A researcher has claimed that increased support for RSS (really simple syndication) in browsers could lead to a marked increase in botnet worm attacks.

In The Future of Bot Worms, David Sancho, a senior anti-virus research engineer at Trend Micro, pinpoints the built-in support for RSS that will be offered by Microsoft’s Internet Explorer 7.0, due out next year, as a potentially dangerous moment.

RSS lets browsers update from websites automatically as new content is added. In the simplest scenario, Sancho foresees these legitimate links being redirected to sites containing malware.

From there, worms and other malware could be downloaded automatically, without user intervention or awareness.

Current anti-virus and firewall technology would not be able to stop such attacks because the hijacked RSS feeds would appear legitimate.
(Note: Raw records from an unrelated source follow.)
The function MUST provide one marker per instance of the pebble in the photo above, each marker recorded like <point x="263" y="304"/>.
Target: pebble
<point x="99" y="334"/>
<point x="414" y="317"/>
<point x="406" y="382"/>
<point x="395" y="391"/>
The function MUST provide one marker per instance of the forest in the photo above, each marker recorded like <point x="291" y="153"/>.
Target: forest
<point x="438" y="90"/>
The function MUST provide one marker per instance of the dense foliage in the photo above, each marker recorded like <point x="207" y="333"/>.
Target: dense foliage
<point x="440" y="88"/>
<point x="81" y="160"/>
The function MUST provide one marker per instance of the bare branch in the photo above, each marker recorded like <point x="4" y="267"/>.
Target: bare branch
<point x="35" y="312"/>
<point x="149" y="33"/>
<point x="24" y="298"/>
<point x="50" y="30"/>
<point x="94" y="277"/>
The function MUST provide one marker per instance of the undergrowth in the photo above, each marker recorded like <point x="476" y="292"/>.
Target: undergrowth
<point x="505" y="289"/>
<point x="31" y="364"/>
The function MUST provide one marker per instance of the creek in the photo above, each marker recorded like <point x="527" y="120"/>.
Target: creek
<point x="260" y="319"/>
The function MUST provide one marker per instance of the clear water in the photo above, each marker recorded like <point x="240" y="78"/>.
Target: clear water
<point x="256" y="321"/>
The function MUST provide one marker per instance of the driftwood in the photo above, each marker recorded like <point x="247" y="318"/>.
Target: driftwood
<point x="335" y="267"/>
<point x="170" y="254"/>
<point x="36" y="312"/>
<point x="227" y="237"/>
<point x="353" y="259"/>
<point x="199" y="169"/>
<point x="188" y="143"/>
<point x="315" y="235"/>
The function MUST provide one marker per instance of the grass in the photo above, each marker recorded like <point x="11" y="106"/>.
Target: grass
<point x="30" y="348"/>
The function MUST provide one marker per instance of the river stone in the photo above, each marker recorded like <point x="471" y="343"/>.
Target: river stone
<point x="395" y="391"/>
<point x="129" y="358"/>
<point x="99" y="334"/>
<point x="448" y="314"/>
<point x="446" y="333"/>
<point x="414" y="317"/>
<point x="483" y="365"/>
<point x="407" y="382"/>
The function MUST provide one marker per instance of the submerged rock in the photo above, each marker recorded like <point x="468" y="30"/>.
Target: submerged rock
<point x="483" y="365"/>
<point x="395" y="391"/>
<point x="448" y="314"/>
Indeed, distinguishing that an RSS feed had been changed and was pointing at a malware site is an inherently tricky task. Because RSS support is patchy and non-standard right now, malware writers would be likely to target one program, the most likely candidate being IE 7.

RSS has been supported with some limitations in Mozilla Firefox since November 2004. Integrating support into the Internet’s most popular browser, Internet Explorer, is likely to dramatically increase its use, however.

Sancho recommends that companies make plans to scan and secure http traffic, if they are not already doing so.

The white paper is available to download from the Trend Micro website.